# dlaed2 (l) - Linux Man Pages

## NAME

DLAED2 - merges the two sets of eigenvalues together into a single sorted set

## SYNOPSIS

SUBROUTINE DLAED2(
K, N, N1, D, Q, LDQ, INDXQ, RHO, Z, DLAMDA, W, Q2, INDX, INDXC, INDXP, COLTYP, INFO )

INTEGER INFO, K, LDQ, N, N1

DOUBLE PRECISION RHO

INTEGER COLTYP( * ), INDX( * ), INDXC( * ), INDXP( * ), INDXQ( * )

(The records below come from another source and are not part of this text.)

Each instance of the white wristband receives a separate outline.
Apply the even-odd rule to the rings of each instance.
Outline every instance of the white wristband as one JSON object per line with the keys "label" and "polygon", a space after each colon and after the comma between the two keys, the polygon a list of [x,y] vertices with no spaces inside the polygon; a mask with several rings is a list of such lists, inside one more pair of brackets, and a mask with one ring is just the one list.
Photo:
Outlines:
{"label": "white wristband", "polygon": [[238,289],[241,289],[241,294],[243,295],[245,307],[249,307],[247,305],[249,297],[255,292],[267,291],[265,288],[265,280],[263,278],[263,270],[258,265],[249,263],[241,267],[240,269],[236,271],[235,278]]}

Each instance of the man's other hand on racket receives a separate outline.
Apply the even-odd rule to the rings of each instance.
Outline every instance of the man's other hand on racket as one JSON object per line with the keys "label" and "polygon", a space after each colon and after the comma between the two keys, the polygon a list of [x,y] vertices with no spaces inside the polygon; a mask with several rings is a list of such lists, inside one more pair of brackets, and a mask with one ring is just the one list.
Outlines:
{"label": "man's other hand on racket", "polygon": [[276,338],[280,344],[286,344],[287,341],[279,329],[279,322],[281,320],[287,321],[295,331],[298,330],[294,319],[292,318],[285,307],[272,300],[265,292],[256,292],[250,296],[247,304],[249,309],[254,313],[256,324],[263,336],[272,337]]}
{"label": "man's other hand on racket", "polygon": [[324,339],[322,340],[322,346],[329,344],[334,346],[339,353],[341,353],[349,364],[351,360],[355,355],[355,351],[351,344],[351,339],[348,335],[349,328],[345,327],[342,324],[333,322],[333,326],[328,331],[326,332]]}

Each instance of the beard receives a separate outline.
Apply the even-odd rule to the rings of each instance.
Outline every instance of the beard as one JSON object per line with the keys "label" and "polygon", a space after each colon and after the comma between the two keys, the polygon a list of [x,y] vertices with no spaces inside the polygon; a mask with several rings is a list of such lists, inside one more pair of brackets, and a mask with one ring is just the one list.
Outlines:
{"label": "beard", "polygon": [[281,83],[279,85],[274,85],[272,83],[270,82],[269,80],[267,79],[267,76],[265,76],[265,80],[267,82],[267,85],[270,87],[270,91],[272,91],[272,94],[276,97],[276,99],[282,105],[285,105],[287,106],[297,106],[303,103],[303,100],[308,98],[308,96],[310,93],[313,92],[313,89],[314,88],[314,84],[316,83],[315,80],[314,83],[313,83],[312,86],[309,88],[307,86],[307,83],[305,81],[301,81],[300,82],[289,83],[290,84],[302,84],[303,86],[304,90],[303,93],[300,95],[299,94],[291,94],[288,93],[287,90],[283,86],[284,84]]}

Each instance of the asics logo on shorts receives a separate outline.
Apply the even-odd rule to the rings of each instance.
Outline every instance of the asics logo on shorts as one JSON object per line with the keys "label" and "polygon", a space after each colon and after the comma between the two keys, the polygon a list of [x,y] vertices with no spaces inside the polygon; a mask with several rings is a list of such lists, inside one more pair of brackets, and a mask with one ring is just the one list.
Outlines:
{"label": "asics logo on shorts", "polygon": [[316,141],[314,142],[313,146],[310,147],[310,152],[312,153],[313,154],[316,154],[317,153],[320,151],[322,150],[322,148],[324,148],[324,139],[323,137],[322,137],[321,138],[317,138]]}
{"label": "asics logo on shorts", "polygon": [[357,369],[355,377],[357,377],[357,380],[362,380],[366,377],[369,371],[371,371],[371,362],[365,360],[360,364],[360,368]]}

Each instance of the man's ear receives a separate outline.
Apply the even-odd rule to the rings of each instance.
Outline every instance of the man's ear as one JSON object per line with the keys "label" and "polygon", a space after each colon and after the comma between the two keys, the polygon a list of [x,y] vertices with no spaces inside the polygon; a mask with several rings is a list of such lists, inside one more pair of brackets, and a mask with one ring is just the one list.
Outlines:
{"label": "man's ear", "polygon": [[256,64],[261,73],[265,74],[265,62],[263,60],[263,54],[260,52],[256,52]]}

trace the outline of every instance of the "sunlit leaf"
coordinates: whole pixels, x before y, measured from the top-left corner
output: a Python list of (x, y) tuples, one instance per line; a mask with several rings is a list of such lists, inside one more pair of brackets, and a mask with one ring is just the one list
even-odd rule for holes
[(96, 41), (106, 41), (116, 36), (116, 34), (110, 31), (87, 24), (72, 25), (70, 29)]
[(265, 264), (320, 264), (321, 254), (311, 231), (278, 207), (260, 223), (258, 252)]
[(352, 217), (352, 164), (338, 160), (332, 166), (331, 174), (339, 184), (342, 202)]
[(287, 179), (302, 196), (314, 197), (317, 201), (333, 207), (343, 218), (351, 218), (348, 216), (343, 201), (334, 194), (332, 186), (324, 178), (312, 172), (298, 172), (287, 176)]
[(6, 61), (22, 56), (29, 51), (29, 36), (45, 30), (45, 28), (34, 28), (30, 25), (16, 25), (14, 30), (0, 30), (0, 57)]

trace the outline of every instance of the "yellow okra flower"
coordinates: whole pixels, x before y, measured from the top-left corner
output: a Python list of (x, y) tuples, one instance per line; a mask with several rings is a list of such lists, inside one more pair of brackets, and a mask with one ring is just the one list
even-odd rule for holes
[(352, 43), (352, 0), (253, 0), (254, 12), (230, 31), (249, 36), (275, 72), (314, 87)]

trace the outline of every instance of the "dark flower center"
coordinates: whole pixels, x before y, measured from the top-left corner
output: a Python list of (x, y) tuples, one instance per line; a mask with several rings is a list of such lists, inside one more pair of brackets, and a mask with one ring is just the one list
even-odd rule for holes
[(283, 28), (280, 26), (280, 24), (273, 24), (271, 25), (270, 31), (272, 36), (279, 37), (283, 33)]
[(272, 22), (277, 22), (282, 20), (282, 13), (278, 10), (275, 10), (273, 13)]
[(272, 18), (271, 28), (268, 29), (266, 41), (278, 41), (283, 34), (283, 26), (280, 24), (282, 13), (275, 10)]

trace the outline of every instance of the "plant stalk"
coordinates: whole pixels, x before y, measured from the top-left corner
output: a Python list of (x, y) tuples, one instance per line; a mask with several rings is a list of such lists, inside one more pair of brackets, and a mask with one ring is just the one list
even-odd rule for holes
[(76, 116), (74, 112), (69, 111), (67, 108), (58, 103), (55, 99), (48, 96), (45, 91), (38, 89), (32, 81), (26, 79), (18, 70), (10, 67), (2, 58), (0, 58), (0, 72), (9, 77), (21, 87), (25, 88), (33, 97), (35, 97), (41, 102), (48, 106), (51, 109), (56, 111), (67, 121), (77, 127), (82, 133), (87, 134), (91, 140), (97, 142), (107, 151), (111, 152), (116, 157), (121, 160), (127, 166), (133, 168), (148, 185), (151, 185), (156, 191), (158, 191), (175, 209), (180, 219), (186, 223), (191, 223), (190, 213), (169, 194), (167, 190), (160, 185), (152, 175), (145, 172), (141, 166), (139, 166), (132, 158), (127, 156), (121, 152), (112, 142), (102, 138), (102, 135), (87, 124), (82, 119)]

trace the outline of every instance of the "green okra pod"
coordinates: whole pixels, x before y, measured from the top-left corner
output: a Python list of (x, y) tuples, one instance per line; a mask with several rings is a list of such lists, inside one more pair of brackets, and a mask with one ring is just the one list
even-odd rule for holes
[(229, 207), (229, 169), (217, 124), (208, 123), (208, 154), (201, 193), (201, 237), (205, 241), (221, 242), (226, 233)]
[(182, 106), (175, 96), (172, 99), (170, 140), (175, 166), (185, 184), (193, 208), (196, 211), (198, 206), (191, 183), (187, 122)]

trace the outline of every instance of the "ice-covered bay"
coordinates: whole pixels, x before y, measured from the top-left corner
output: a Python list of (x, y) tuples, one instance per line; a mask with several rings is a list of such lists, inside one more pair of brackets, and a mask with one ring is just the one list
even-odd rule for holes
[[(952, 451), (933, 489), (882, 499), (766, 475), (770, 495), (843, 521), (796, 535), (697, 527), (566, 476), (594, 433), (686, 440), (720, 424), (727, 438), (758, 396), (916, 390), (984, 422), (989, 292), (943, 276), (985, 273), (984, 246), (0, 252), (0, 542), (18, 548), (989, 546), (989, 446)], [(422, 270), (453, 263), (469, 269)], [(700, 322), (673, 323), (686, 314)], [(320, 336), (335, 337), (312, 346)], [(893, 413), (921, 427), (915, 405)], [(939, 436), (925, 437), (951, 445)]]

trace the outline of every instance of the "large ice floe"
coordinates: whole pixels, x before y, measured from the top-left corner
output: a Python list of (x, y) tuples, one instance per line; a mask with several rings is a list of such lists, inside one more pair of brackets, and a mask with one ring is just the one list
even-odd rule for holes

DOUBLE PRECISION D( * ), DLAMDA( * ), Q( LDQ, * ), Q2( * ), W( * ), Z( * )

## PURPOSE

DLAED2 merges the two sets of eigenvalues together into a single sorted set. Then it tries to deflate the size of the problem. There are two ways in which deflation can occur: when two or more eigenvalues are close together or if there is a tiny entry in the Z vector. For each such occurrence the order of the related secular equation problem is reduced by one.

## ARGUMENTS

K (output) INTEGER
The number of non-deflated eigenvalues, and the order of the related secular equation. 0 <= K <=N.
N (input) INTEGER
The dimension of the symmetric tridiagonal matrix. N >= 0.
N1 (input) INTEGER
The location of the last eigenvalue in the leading sub-matrix. min(1,N) <= N1 <= N/2.
D (input/output) DOUBLE PRECISION array, dimension (N)
On entry, D contains the eigenvalues of the two submatrices to be combined. On exit, D contains the trailing (N-K) updated eigenvalues (those which were deflated) sorted into increasing order.
Q (input/output) DOUBLE PRECISION array, dimension (LDQ, N)
On entry, Q contains the eigenvectors of two submatrices in the two square blocks with corners at (1,1), (N1,N1) and (N1+1, N1+1), (N,N). On exit, Q contains the trailing (N-K) updated eigenvectors (those which were deflated) in its last N-K columns.
LDQ (input) INTEGER
The leading dimension of the array Q. LDQ >= max(1,N).
INDXQ (input/output) INTEGER array, dimension (N)
The permutation which separately sorts the two sub-problems in D into ascending order. Note that elements in the second half of this permutation must first have N1 added to their values. Destroyed on exit.
RHO (input/output) DOUBLE PRECISION
On entry, the off-diagonal element associated with the rank-1 cut which originally split the two submatrices which are now being recombined. On exit, RHO has been modified to the value required by DLAED3.
Z (input) DOUBLE PRECISION array, dimension (N)
On entry, Z contains the updating vector (the last row of the first sub-eigenvector matrix and the first row of the second sub-eigenvector matrix). On exit, the contents of Z have been destroyed by the updating process. DLAMDA (output) DOUBLE PRECISION array, dimension (N) A copy of the first K eigenvalues which will be used by DLAED3 to form the secular equation.
W (output) DOUBLE PRECISION array, dimension (N)
The first k values of the final deflation-altered z-vector which will be passed to DLAED3.
Q2 (output) DOUBLE PRECISION array, dimension (N1**2+(N-N1)**2)
A copy of the first K eigenvectors which will be used by DLAED3 in a matrix multiply (DGEMM) to solve for the new eigenvectors.
INDX (workspace) INTEGER array, dimension (N)
The permutation used to sort the contents of DLAMDA into ascending order.
INDXC (output) INTEGER array, dimension (N)
The permutation used to arrange the columns of the deflated Q matrix into three groups: the first group contains non-zero elements only at and above N1, the second contains non-zero elements only below N1, and the third is dense.
INDXP (workspace) INTEGER array, dimension (N)
The permutation used to place deflated values of D at the end of the array. INDXP(1:K) points to the nondeflated D-values
and INDXP(K+1:N) points to the deflated eigenvalues. COLTYP (workspace/output) INTEGER array, dimension (N) During execution, a label which will indicate which of the following types a column in the Q2 matrix is:
1 : non-zero in the upper half only;
2 : dense;
3 : non-zero in the lower half only;
4 : deflated. On exit, COLTYP(i) is the number of columns of type i, for i=1 to 4 only.
INFO (output) INTEGER
= 0: successful exit.
< 0: if INFO = -i, the i-th argument had an illegal value.

## FURTHER DETAILS

Based on contributions by

Jeff Rutter, Computer Science Division, University of California
at Berkeley, USA
Modified by Francoise Tisseur, University of Tennessee.